Zakaz pieców gazowych staje się rzeczywistością, wpływając na plany modernizacji budynków i sposoby ogrzewania w Polsce. Wprowadzone regulacje i zmieniające się przepisy Unii Europejskiej sprawiają, że przyszłość ogrzewania będzie opierać się na bardziej ekologicznych rozwiązaniach. Jakie konsekwencje przyniosą te zmiany dla polskich gospodarstw domowych? Czy nowa opłata ETS2 odbije się na domowych budżetach?
Regulacje UE i zakaz finansowania kotłów gazowych
Z dniem 1 stycznia 2025 roku wchodzi w życie dyrektywa Unii Europejskiej, która zakazuje finansowania kotłów gazowych. Wyjątkiem będą instalacje hybrydowe, takie jak połączenie kotła gazowego z pompą ciepła czy kolektorami słonecznymi. W perspektywie kolejnych lat zmiany będą bardziej radykalne:
- Od 2030 roku: Wszystkie nowo budowane budynki w Unii Europejskiej będą musiały być bezemisyjne.

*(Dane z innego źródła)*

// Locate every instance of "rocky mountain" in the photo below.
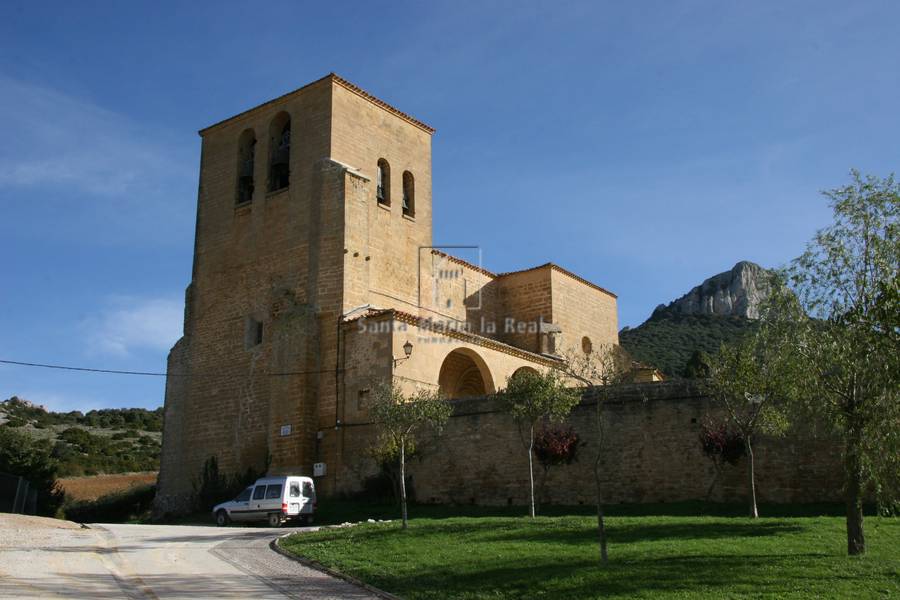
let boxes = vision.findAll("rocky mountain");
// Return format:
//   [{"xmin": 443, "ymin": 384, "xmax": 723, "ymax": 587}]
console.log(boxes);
[
  {"xmin": 619, "ymin": 261, "xmax": 771, "ymax": 377},
  {"xmin": 651, "ymin": 261, "xmax": 771, "ymax": 319}
]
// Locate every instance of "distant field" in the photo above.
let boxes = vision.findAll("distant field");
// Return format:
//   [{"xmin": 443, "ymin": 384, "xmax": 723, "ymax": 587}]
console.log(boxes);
[{"xmin": 59, "ymin": 471, "xmax": 156, "ymax": 500}]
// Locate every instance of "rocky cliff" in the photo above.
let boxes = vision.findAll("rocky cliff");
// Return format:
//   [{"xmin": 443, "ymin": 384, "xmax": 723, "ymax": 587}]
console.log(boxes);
[{"xmin": 651, "ymin": 261, "xmax": 771, "ymax": 319}]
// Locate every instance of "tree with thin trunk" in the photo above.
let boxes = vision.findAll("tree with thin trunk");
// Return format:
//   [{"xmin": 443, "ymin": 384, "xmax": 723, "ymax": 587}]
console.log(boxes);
[
  {"xmin": 500, "ymin": 370, "xmax": 581, "ymax": 518},
  {"xmin": 370, "ymin": 385, "xmax": 453, "ymax": 529},
  {"xmin": 704, "ymin": 312, "xmax": 795, "ymax": 519},
  {"xmin": 563, "ymin": 345, "xmax": 631, "ymax": 565},
  {"xmin": 785, "ymin": 171, "xmax": 900, "ymax": 555}
]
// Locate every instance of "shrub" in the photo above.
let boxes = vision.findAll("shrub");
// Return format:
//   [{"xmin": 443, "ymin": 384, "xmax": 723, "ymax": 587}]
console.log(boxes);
[
  {"xmin": 63, "ymin": 485, "xmax": 156, "ymax": 523},
  {"xmin": 700, "ymin": 424, "xmax": 746, "ymax": 465},
  {"xmin": 0, "ymin": 427, "xmax": 63, "ymax": 517},
  {"xmin": 534, "ymin": 426, "xmax": 581, "ymax": 470}
]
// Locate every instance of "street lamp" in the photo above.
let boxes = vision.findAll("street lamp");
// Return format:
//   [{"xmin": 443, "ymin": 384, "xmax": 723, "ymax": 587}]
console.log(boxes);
[{"xmin": 394, "ymin": 340, "xmax": 412, "ymax": 367}]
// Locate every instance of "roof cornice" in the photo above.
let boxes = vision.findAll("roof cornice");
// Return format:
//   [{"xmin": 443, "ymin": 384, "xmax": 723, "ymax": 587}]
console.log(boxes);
[{"xmin": 197, "ymin": 73, "xmax": 435, "ymax": 136}]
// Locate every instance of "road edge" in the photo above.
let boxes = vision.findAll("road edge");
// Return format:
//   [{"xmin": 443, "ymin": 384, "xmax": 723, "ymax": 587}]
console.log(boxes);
[{"xmin": 269, "ymin": 533, "xmax": 403, "ymax": 600}]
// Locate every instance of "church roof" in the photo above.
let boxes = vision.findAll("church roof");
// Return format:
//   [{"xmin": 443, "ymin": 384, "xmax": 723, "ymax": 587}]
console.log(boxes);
[{"xmin": 197, "ymin": 73, "xmax": 435, "ymax": 135}]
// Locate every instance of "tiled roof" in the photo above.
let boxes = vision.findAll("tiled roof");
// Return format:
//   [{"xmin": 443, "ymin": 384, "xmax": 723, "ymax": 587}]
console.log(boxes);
[
  {"xmin": 198, "ymin": 73, "xmax": 435, "ymax": 135},
  {"xmin": 344, "ymin": 308, "xmax": 560, "ymax": 366},
  {"xmin": 497, "ymin": 263, "xmax": 618, "ymax": 298},
  {"xmin": 431, "ymin": 249, "xmax": 497, "ymax": 277}
]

- Do 2040 roku: Źródła ciepła wykorzystujące paliwa kopalne mają zniknąć ze wszystkich budynków, zarówno nowych, jak i istniejących.

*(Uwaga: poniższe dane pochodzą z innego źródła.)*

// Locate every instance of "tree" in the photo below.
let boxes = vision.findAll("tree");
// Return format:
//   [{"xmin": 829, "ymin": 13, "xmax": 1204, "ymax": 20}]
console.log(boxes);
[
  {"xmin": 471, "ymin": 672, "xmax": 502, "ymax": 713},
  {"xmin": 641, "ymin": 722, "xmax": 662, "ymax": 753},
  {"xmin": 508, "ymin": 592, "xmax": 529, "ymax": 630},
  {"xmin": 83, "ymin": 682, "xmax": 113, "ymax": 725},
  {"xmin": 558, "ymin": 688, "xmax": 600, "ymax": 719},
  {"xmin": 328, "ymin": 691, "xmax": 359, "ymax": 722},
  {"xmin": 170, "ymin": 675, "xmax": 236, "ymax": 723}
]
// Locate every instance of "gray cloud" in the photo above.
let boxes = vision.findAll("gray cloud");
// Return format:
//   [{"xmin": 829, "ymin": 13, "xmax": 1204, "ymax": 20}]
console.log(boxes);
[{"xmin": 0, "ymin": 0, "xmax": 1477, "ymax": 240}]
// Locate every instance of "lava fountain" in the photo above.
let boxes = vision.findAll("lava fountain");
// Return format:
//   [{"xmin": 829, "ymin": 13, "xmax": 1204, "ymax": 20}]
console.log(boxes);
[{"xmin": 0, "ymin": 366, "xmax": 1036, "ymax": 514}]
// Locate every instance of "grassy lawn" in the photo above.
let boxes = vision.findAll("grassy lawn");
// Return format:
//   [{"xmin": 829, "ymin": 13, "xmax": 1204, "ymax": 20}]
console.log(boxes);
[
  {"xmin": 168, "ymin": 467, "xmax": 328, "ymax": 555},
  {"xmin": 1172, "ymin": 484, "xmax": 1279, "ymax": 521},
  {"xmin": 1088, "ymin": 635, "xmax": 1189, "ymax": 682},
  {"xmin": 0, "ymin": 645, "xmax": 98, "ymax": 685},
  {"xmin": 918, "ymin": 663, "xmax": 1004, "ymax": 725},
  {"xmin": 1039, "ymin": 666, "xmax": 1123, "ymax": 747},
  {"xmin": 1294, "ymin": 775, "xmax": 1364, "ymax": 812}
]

Celem tych działań jest dekarbonizacja budynków w Europie do 2050 roku, co ma zmniejszyć emisję gazów cieplarnianych i przeciwdziałać zmianom klimatycznym.

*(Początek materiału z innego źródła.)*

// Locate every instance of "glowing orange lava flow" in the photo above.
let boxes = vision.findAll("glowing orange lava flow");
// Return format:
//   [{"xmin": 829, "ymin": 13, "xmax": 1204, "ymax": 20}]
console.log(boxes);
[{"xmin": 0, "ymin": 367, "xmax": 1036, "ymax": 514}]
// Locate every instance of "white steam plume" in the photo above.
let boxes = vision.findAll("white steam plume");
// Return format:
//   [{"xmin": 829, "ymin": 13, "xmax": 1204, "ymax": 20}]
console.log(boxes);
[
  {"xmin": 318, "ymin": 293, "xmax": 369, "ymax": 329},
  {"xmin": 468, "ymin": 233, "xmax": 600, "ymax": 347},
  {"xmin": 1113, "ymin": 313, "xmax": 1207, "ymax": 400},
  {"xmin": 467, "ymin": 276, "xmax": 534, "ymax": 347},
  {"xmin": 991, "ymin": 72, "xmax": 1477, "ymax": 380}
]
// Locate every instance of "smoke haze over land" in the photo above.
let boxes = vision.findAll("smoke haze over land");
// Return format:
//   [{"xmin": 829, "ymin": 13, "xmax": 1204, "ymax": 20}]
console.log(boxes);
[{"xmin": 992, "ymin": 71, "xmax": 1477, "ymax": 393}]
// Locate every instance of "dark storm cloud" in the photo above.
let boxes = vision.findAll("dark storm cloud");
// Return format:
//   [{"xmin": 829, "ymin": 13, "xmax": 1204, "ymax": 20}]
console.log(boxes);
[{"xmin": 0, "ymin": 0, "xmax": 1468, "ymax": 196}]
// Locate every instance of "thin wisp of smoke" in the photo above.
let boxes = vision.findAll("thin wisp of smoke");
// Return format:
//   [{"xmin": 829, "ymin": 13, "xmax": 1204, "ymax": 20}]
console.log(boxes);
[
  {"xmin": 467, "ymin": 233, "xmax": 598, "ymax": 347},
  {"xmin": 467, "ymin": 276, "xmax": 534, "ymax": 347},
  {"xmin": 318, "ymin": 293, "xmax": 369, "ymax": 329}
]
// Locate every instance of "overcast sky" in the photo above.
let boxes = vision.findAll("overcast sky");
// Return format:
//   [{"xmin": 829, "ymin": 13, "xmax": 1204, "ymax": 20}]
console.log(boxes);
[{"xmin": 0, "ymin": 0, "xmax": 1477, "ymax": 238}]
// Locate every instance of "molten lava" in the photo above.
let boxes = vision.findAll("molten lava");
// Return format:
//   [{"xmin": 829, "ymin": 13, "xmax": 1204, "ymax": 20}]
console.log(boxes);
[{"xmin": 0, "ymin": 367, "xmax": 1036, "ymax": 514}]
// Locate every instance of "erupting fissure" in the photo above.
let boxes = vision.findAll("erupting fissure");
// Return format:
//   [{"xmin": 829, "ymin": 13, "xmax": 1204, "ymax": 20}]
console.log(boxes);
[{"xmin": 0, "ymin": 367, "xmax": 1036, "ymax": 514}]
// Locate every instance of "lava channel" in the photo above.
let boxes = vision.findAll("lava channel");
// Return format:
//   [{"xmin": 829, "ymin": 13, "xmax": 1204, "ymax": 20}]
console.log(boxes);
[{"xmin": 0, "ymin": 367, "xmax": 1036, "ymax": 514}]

ETS2 – nowa opłata za emisję CO₂
Jedną z największych zmian, jakie odczują gospodarstwa domowe, będzie system ETS2 (Emissions Trading System). Ma on wejść w życie od 2027 roku, nakładając podatek od emisji dwutlenku węgla ze spalania paliw kopalnych przez budynki mieszkalne oraz transport. Choć opłata będzie naliczana dostawcom paliw, to w praktyce jej koszt przełoży się na wyższe rachunki za ogrzewanie.
Jakie będą skutki ETS2?
- ETS2 ma na celu zmniejszenie emisji CO₂ w sektorze budowlanym i transportowym o 42% do 2030 roku w porównaniu z poziomem z 2005 roku.
- Gaz ziemny, jako paliwo mniej emisyjne, zostanie obciążony w mniejszym stopniu, jednak użytkownicy węgla i oleju opałowego odczują zmiany bardziej dotkliwie.
Według szacunków, w przypadku utrzymywania się wysokich cen paliw, system ETS2 może zostać wprowadzony dopiero w 2028 roku.
Alternatywy dla pieców gazowych
W obliczu zakazu pieców gazowych oraz nowych opłat za emisję CO₂, coraz więcej osób rozważa alternatywne metody ogrzewania. Najpopularniejsze rozwiązania to:
- Pompy ciepła – Są jednym z najbardziej ekologicznych źródeł ogrzewania. W Polsce ich popularność dynamicznie rośnie – w 2024 roku sprzedano ponad 200 tys. pomp ciepła, co stanowiło wzrost o 50% w porównaniu do roku poprzedniego.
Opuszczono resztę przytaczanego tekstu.